The Petraeus projection: The CIA director’s record since the surge
Hero worship hides the military failures of the CIA director’s “global killing machine”
http://politics.salon.com/2011/10/03/petraeus_projection/singleton/
This is a very interesting article that lays out pretty well what I personally feel is well established fact that we are destroying our society in a vain effort to achieve the impossible: prevention of the next terror attack. So many innocent people have been killed in our effort to root out terrorism that we have probably increased the likelihood of another (first (or rather second (actually third or even later, history being so poorly understood here in America)) in a series) of terror attacks by several orders of magnitude. Our military has a long history of failure to learn from its own mistakes (it appears that it is US culture to completely ignore anything that happened outside of your own personal life experience, no matter how detailed the evidence contrary to your held opinions is) which supports our political 30 second attention span and leads our unbelievably credulous populace (repeat anything with bombast and dramatic force enough times and it becomes true, no matter how idiotic and nonsensical it is) to champion a losing strategy of more war in more places to generate even more passionate sworn enemies so we can continue to drain our resources in even more pointless efforts.

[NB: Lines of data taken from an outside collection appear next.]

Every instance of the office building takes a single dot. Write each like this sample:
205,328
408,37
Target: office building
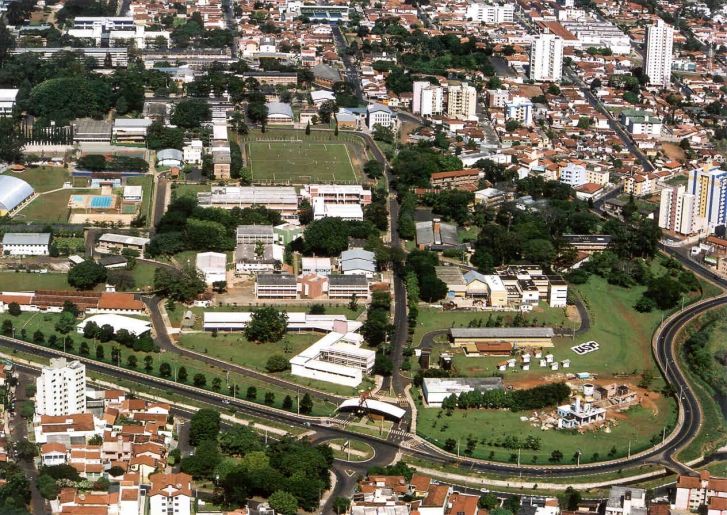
658,58
676,210
708,184
428,99
61,388
546,58
461,101
490,14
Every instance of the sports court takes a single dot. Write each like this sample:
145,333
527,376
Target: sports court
300,162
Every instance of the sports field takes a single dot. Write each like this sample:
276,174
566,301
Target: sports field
300,162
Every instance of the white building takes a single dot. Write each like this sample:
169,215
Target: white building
170,494
7,101
193,152
677,210
61,388
26,244
212,266
379,114
573,175
546,58
436,389
134,326
521,110
428,99
490,14
461,101
658,59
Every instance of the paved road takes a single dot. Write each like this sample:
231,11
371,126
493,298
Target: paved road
19,430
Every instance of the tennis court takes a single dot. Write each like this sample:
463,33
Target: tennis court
300,162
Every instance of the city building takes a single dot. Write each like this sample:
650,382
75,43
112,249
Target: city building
546,58
170,494
625,500
677,210
7,101
490,14
212,266
708,184
461,101
278,198
520,109
428,99
436,389
658,58
134,326
61,388
26,244
14,193
114,243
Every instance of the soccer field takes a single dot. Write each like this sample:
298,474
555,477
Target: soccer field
300,162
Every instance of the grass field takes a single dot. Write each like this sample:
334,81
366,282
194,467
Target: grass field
44,178
50,208
489,426
300,162
22,281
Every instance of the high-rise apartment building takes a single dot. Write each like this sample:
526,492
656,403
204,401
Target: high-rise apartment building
657,63
461,101
708,184
546,58
677,210
61,388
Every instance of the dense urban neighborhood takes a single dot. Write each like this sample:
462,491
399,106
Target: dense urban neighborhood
426,257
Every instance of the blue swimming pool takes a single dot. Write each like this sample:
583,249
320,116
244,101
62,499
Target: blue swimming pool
101,202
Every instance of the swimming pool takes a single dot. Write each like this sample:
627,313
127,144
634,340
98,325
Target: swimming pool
101,202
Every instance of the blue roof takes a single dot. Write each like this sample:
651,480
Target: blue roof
13,192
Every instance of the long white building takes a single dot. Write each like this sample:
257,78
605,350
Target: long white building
61,388
676,210
546,58
658,59
490,14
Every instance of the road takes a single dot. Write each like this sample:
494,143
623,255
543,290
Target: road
19,430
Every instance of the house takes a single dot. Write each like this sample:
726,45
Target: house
171,493
170,157
110,243
212,266
7,101
26,244
14,193
379,114
279,113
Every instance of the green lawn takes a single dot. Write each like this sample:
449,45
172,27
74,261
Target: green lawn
22,281
300,162
50,208
44,178
489,427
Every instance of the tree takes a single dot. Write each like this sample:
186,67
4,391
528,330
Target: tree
191,113
86,275
14,309
165,369
199,380
277,363
204,425
266,325
182,374
306,404
283,502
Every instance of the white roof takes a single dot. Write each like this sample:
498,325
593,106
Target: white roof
211,262
118,322
380,406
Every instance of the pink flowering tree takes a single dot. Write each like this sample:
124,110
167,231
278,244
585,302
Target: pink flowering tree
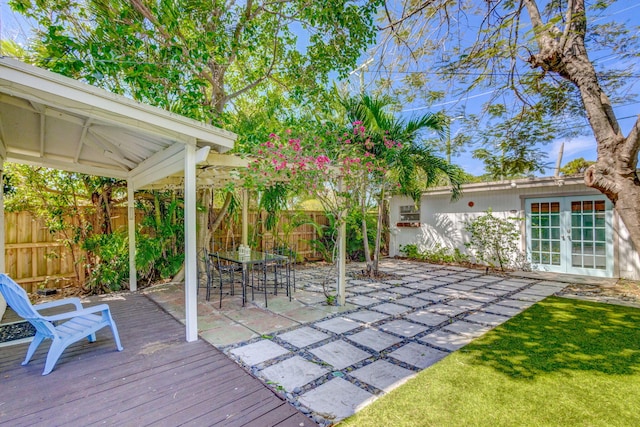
348,168
329,168
409,165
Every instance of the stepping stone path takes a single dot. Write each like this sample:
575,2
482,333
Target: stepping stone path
330,368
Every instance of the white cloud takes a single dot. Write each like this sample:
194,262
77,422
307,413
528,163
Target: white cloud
583,146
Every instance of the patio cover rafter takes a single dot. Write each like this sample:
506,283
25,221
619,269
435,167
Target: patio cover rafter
53,121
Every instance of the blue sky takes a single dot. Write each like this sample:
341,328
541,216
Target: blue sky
13,26
581,146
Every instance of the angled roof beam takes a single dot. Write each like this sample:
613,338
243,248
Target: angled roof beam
3,143
166,167
65,165
85,129
114,153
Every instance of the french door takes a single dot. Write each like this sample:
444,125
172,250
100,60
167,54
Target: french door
570,235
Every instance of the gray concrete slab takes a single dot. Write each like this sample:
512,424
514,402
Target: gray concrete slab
383,375
258,352
481,297
446,340
338,325
391,308
339,354
375,340
363,300
385,295
303,336
469,329
486,318
293,373
402,290
403,328
502,310
412,302
515,303
447,310
465,303
418,355
336,399
427,317
431,296
367,316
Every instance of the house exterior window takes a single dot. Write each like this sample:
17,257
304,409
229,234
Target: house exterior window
409,216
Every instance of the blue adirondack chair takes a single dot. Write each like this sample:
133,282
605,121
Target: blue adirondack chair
81,323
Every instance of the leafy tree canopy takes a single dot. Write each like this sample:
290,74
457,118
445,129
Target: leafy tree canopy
195,57
491,48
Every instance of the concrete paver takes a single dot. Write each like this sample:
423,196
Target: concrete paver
303,337
339,354
367,316
332,360
336,399
374,339
293,373
403,328
259,352
447,340
391,308
383,375
420,356
338,325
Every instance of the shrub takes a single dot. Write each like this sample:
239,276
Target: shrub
437,254
494,241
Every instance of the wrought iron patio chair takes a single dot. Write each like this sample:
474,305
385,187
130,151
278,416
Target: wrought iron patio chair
83,322
226,274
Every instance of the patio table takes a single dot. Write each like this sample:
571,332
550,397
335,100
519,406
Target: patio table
253,258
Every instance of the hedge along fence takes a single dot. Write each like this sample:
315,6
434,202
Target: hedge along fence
300,238
34,257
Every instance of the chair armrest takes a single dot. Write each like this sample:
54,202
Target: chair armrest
73,300
76,313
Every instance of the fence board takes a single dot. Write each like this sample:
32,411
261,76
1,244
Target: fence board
33,255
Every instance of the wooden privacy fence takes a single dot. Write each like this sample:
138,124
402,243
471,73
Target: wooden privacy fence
35,257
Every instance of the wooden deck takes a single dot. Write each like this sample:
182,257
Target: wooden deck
158,379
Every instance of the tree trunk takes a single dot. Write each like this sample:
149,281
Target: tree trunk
614,173
365,237
376,252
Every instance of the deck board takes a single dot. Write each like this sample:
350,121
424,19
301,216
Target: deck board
159,378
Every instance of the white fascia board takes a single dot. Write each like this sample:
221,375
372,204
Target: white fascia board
65,165
509,185
164,167
33,83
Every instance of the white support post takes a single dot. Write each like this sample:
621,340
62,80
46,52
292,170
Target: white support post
342,252
131,224
245,217
2,248
190,255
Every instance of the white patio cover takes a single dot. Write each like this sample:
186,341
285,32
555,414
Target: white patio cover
53,121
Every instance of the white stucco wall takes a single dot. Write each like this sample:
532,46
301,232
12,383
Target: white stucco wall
442,221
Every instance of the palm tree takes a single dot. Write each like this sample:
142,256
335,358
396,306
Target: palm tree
410,168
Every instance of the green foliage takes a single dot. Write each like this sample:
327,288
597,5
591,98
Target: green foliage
326,244
527,77
193,57
576,359
511,146
110,273
495,241
160,239
437,254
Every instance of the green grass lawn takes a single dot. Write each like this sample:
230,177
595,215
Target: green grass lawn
562,362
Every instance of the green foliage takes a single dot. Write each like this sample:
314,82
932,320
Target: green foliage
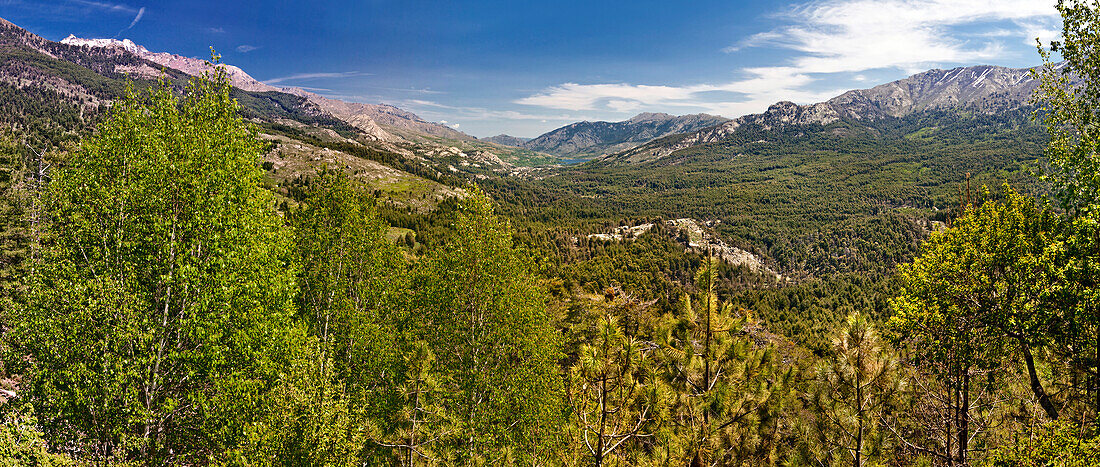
161,312
1069,96
728,390
485,319
21,443
613,392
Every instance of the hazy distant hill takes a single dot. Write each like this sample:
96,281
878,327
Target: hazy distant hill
378,122
595,139
507,140
986,89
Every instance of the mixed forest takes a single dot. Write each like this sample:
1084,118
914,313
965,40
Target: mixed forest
166,301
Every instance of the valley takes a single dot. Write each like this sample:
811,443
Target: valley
256,274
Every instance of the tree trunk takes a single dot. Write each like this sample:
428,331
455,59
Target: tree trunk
964,431
1035,384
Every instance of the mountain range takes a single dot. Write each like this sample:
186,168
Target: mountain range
985,89
644,137
597,139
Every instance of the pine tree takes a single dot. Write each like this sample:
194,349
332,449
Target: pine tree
854,389
484,317
161,310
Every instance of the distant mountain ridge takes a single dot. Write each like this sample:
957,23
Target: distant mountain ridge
595,139
380,122
507,140
982,88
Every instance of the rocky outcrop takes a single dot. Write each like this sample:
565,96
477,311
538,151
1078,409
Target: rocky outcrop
594,139
980,88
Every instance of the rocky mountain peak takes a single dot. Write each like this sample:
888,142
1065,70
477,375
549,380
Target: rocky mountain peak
649,117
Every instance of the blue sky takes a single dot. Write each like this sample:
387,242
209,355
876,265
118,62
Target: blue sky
526,67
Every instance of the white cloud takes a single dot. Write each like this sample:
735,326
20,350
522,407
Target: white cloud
109,7
827,37
138,18
432,109
760,86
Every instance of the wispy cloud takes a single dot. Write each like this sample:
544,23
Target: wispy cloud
433,110
759,88
829,39
312,76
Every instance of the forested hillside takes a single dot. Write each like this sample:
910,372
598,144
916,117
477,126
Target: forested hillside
205,276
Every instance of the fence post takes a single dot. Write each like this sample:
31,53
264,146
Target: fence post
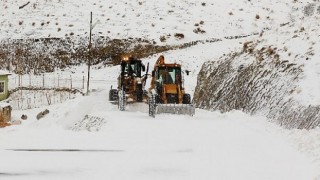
70,82
43,80
83,82
29,79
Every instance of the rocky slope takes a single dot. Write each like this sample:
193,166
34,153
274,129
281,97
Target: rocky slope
273,75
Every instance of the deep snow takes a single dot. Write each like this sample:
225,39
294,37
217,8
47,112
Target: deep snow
89,138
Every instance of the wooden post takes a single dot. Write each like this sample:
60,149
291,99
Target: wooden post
89,59
42,80
70,82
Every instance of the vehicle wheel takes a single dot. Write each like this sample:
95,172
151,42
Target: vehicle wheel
122,100
152,105
113,95
186,99
139,93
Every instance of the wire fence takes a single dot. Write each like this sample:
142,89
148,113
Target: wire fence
34,91
48,81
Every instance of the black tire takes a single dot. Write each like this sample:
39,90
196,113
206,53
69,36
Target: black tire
186,99
139,93
122,100
152,106
113,95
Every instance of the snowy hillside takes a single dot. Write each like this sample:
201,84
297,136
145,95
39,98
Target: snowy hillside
86,137
275,74
142,19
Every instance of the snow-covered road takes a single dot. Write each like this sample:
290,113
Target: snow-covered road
131,145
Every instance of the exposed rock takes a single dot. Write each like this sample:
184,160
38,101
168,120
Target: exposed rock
255,81
42,114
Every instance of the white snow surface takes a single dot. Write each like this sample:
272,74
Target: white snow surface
89,138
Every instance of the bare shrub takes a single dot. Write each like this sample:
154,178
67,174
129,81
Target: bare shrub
163,39
308,10
179,35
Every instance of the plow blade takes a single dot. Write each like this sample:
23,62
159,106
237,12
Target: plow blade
187,109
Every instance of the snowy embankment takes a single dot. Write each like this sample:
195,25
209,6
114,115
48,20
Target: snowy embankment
131,145
275,74
88,138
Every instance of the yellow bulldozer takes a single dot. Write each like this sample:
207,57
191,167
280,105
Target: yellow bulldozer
167,93
131,83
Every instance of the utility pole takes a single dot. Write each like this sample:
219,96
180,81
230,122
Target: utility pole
89,60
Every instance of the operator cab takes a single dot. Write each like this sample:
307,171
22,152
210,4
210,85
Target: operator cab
169,75
132,67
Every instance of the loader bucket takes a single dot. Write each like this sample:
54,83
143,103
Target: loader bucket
187,109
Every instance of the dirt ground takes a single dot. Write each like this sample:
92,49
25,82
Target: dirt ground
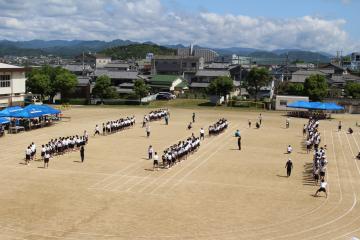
217,193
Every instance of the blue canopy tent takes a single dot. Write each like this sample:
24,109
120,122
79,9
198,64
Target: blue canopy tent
4,120
31,111
34,111
7,112
299,104
316,106
50,110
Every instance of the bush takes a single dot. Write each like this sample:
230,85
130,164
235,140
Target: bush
77,101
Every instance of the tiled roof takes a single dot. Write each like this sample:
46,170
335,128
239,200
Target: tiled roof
117,74
212,73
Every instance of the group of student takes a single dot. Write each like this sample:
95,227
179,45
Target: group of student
218,127
319,159
177,152
115,126
156,115
312,134
57,147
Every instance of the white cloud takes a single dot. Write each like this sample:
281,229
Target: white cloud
148,20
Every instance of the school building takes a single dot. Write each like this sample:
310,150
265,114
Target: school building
12,85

Old Osama will be living a cheery afterlife looking down as the US bankrupts itself in a vain attempt to stamp out all the angry ants it makes even angrier by continued stamping (why not just move away from the ant nest? I guess that it would make us look like ineffectual quitters). Wasn’t that Reagan’s strategy against the USSR? Bankrupt them by forcing them to try to keep up with our military output? Well, we have finally found a foe who can beat that strategy (they don’t have to come close to matching our spending to have equal effect), except we won’t realize that until way past the bitter end when we have exhausted every bit of our economy trying to stop the tide. When erosion of civil liberties takes precedent over maintaining our roads, bridges and infrastructure it is easy to predict the path to destruction, all is left is to predict the irreversible point where no effort to mitigate the effects will have any beneficial effect (I try to make myself believe that point is still in the future, but often have trouble doing so).